November 23, 1979 – After a four-month suspension for “slanting the news,” the SQ News was officially back in business. On Aug. 31, Michael Satris of the Prison Law Office filed a Petition for Writ of Habeas Corpus in the Marin County Superior Court on behalf of the San Quentin News reporters. Subsequent negotiations with prison officials allowed the newspaper to continue publication.
June 13, 1980 – A U.S. District Court judge ruled that “brutality, overcrowding, idleness, poor physical facilities” and last summer’s long lockdown at the Washington state penitentiary at Walla Walla constitute cruel and unusual punishment. “There is just no question,” that overcrowding constitutes such punishment, he said.
August 29, 1980 – Five shots were fired by the gunrail officer in East Block in order to break up an assault on a correctional officer. The incident was sparked when a cell search turned up illegal tools and a tattoo gun. The two inmates in the cell attacked the officer.
September 5, 1980 – Ten shots were fired on the C Section yard to stop an altercation between prisoners. Seven inmates were treated at the prison hospital for birdshot wounds.

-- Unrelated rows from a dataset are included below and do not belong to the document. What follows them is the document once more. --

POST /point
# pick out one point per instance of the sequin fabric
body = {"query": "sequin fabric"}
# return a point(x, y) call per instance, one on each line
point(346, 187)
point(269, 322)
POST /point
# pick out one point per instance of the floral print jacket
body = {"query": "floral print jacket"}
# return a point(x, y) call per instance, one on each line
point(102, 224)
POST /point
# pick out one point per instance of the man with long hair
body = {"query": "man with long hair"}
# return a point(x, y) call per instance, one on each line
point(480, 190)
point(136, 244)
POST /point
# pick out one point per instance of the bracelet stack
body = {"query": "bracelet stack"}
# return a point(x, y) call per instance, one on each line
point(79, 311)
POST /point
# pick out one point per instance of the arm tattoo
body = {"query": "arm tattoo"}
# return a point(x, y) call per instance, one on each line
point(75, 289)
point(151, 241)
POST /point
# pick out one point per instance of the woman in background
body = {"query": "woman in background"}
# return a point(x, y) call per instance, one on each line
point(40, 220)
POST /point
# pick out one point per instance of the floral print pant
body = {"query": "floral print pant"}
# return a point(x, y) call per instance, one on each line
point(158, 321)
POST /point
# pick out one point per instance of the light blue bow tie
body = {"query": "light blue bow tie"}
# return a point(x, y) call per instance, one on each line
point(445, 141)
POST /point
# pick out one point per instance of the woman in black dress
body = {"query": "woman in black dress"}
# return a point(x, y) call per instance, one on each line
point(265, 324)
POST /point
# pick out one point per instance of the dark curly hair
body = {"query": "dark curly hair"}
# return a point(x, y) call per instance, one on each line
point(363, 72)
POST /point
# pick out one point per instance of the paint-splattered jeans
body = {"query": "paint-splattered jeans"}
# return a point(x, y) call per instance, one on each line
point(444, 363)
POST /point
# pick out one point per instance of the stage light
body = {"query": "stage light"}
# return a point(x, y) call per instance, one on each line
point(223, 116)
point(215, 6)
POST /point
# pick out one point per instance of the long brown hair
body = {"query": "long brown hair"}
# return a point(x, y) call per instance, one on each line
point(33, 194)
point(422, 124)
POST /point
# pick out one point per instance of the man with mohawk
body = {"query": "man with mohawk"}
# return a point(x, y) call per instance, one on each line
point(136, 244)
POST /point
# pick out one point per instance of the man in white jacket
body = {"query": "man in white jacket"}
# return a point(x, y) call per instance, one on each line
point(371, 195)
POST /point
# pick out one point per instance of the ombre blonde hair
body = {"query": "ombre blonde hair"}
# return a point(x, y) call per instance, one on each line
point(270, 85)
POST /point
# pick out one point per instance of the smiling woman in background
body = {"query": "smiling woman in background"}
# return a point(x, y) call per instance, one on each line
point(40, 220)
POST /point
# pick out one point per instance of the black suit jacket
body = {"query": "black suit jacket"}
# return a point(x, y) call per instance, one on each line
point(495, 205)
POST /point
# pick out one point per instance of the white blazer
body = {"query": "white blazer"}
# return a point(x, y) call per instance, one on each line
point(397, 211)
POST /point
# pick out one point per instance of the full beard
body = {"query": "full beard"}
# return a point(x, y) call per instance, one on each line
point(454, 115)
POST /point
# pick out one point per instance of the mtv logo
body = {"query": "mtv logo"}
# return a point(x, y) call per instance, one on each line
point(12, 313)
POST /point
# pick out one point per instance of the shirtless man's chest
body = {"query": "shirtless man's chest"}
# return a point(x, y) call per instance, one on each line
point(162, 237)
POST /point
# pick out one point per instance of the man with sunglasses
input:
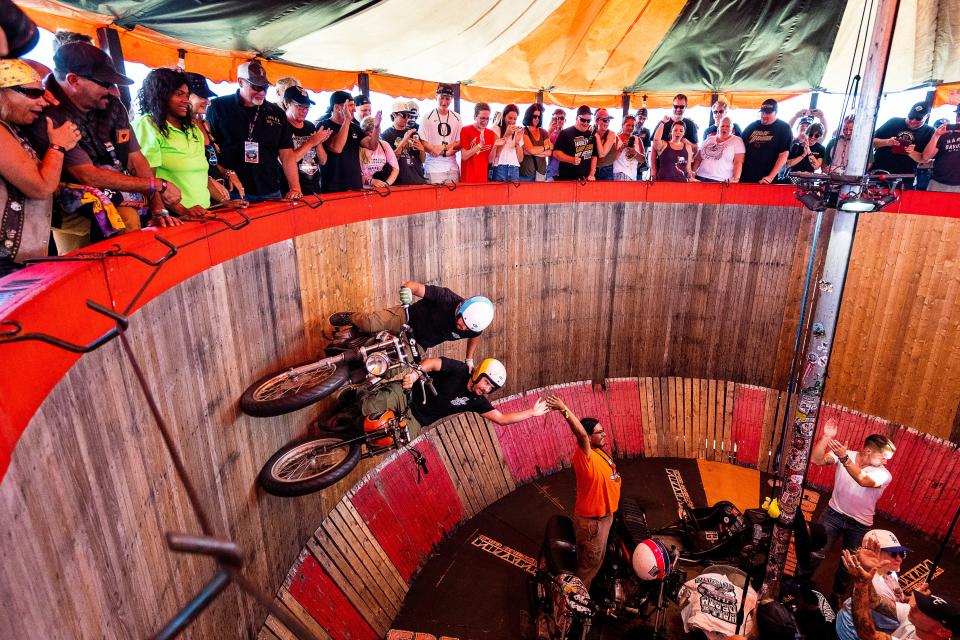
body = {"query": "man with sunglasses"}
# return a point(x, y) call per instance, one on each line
point(440, 134)
point(767, 143)
point(900, 142)
point(860, 479)
point(406, 144)
point(255, 138)
point(945, 147)
point(108, 157)
point(574, 147)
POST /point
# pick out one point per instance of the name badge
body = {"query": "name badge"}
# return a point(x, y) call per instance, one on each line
point(251, 152)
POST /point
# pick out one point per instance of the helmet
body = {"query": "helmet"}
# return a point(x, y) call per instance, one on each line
point(477, 313)
point(651, 560)
point(493, 370)
point(375, 423)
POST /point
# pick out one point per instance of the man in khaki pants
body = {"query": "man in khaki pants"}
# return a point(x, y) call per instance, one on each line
point(598, 490)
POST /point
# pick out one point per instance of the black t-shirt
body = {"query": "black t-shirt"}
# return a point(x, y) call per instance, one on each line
point(411, 167)
point(946, 164)
point(712, 131)
point(764, 142)
point(342, 170)
point(816, 150)
point(452, 394)
point(573, 142)
point(434, 317)
point(309, 166)
point(230, 122)
point(895, 159)
point(689, 132)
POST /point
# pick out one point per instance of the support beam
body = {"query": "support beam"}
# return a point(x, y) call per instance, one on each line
point(816, 340)
point(363, 81)
point(109, 41)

September 19, 1980 – Gov. Edmund Brown Jr. has vetoed the so-called habitual criminal bill which would have permitted a 20-year-to-life sentence for anyone convicted the third time of a serious felony. It was the first measure intended to increase sentences that Brown has ever vetoed.
November 14, 1980 – An inmate out of Santa Clara County was stabbed and killed on the lower yard. James Dance, 32, was stabbed once in the neck at approximately 9:40 a.m. and pronounced dead at the prison hospital.